While their immunity was temporarily lifted, it is set to return on October 19, meaning that parliament would have to agree to lift it once again. Given Hezbollah, Amal and Marada’s opposition to the investigation, this process could take a long time. 

Blame the victim: The attempt to close the investigation did not stop on October 14.

The very next day, spokesperson for the victims of the Beirut Blast, Ibrahim Hoteit, who lost his brother in the explosion, gave a statement in a video posted on social media where he called on Bitar to step down, blaming him for the bloodshed that took place the day prior.

On Saturday, several family members of the victims published a statement where they said that what Hoteit stated in his video does not represent them “in any way possible” and reiterated their support for the investigation. 

The same day, Hoteit resigned from his position and denied that he was forced to give the statement, telling AFP that he had changed his opinion over fears of further violence.
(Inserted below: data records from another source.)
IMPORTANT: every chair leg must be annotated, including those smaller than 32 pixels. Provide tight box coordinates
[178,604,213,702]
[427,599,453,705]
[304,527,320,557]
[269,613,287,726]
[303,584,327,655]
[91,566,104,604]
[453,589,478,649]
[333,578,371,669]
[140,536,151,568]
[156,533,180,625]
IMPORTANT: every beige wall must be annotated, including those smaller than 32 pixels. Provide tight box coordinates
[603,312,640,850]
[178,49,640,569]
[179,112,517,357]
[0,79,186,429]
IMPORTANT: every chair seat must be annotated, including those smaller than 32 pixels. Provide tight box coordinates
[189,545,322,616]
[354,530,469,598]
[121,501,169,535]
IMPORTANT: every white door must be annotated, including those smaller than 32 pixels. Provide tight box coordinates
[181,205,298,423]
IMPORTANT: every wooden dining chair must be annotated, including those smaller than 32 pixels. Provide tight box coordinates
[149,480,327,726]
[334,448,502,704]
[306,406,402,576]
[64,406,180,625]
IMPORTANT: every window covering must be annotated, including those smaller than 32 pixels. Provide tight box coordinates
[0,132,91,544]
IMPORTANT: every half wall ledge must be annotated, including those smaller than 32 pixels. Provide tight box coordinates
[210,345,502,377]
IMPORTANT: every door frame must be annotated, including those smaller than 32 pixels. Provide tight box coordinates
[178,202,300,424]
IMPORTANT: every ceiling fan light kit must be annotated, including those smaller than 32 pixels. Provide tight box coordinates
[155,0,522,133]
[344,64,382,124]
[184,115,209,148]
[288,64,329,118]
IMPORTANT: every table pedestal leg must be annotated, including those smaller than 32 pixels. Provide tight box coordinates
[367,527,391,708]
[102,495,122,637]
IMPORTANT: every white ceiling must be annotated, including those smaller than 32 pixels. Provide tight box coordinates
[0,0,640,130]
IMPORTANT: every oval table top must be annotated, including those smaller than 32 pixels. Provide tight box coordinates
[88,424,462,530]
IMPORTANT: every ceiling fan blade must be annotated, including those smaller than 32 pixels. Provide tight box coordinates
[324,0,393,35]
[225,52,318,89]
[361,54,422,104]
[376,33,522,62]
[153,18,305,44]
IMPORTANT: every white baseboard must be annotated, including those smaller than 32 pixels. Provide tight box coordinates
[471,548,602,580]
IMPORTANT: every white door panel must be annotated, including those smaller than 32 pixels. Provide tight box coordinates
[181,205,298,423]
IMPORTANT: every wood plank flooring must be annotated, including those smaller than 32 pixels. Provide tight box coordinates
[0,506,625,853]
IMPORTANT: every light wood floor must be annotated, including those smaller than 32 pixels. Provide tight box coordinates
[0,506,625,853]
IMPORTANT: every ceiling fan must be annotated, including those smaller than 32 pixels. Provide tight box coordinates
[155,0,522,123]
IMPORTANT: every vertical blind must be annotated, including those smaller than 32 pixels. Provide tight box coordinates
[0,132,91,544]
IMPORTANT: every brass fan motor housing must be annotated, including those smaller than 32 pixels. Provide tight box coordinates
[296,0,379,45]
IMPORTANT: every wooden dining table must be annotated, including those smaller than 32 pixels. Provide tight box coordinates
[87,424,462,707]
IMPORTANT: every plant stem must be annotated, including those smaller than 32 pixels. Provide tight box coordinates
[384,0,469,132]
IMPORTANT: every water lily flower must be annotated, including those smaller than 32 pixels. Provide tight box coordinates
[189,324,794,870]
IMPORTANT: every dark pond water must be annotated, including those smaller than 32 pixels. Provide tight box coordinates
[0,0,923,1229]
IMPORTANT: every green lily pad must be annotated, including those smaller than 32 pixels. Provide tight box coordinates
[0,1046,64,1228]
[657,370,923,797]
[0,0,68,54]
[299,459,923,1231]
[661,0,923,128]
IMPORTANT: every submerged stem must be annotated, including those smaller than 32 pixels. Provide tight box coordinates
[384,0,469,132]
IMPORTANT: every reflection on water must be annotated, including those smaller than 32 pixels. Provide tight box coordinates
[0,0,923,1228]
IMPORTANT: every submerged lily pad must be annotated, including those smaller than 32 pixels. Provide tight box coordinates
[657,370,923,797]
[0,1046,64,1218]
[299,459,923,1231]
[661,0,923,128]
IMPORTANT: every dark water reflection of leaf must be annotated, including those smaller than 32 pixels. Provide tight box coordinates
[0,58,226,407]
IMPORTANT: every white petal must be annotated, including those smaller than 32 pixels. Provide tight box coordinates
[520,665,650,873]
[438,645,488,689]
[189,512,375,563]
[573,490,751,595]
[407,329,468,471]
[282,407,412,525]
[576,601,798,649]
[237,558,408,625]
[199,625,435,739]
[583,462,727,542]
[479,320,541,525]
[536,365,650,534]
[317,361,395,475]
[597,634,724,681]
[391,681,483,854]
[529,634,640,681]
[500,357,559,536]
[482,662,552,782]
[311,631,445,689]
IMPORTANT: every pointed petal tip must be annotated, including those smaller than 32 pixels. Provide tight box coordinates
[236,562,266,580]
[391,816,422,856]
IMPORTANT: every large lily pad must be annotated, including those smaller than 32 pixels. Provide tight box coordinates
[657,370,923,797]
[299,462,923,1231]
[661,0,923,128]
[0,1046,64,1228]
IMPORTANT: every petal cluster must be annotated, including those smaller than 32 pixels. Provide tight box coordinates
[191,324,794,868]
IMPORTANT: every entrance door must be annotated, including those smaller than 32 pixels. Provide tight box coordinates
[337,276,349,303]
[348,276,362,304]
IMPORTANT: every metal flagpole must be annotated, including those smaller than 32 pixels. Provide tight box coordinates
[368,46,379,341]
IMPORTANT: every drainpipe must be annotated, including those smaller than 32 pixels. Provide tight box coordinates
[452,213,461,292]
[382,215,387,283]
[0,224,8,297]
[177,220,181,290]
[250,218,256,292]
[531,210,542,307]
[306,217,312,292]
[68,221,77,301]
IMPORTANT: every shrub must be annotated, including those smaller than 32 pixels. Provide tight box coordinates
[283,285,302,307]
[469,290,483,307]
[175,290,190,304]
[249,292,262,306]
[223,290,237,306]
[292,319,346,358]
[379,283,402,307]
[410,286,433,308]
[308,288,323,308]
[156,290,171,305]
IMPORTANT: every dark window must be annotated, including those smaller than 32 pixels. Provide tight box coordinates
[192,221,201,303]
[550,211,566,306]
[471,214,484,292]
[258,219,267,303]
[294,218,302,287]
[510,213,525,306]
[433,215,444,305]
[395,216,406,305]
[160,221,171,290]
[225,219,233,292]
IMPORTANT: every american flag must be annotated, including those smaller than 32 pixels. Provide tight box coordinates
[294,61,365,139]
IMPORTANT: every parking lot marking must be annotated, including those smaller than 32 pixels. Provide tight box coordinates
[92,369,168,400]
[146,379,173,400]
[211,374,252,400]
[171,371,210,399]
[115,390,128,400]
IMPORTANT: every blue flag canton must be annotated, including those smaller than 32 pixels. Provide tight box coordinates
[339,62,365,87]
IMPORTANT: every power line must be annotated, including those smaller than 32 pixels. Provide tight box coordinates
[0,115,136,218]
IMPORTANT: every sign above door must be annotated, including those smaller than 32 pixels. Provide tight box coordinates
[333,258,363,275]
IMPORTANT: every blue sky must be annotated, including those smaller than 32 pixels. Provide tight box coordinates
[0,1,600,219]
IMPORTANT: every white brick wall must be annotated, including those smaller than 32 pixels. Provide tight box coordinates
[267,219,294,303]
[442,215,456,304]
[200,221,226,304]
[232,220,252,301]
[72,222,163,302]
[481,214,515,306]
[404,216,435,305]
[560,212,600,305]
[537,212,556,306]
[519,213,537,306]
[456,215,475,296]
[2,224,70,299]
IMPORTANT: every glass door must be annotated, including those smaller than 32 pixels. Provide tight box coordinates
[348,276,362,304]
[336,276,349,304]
Round them up: In the days following the October 14 shootout, 19 people, 17 Lebanese and 2 Syrians, have been arrested in connection with the violence.

No information has been released about the individuals in custody.

It gets worse

Show me the money: The lira reached the highest it has been since Mikati announced that he had formed a government at 21,000 to the dollar

When the formation of the government was announced, the lira recovered a significant portion of its value, going from around 20,000 to about 14,000 to the dollar. 

However, with a lack of action being taken by the Mikati government when it comes to instituting reforms, the lira has devalued once more and, with the recent events, it raises the possibility that it will continue to devalue.

Burning fuel: The week began with a fire at a fuel storage facility at the Zahrani power plant, which had recently shut down due to a lack of fuel, catching fire.

According to Energy Minister Walid Fayyad, the fire was caused by “mistake” when gasoline was being transported from one tank to another. 

Fueling the crisis: Once again, the Lebanese government raised the price of fuel on October 13. 

This brought the price of fuel to 242,800 LBP for 95 octane, 250,700 LBP and for diesel for 20 liters. 

Lost: On Wednesday, October 13, a small plane crashed off the coast of Lebanon leading to a search and rescue mission for the two onboard. 

The training plane, which belonged to the Lebanese aviation club, crashed near Halat, in the north of the country, during a flight off the coast of Lebanon.

The bodies of the two passengers were found on Friday, October 15. 

Lebanon+

While they were involved in a shootout that left dozens injured or killed and caused years of trauma for many in the area, including school children, at least gunmen took the Covid-19 pandemic seriously.

During the fighting on Thursday, children, who were currently in school, had to scramble to find cover due to the bullets and missiles that were filling the streets and air. 

Podcasts: Medea Azouri and Mouin Jaber sit down with Reuters Deputy Bureau Chief Timour Azhari in the latest episode of Sarde After Dinner.

Ronnie Chatah shared his thoughts on how he sees the investigation into the port blast ending in the latest episode of The Beirut Banyan, released on October 13. It’s bound to end like the Special Tribunal for Lebanon ended, with all information discredited and thrown into conspiracy, he said. 

Agenda:

Schools will be closed Monday in accordance with the celebration of the Prophet Mohammad’s birthday. 

Hezbollah’s Secretary-General Sayyed Hassan Nasrallah is also set to give a speech on Monday, one week after he called on Beirut Blast investigator Tarek Bitar to be removed from the investigation and after the firefight in Beirut on Oct. 14.

On Tuesday, Tarek Bitar will meet with the Higher Judicial Council.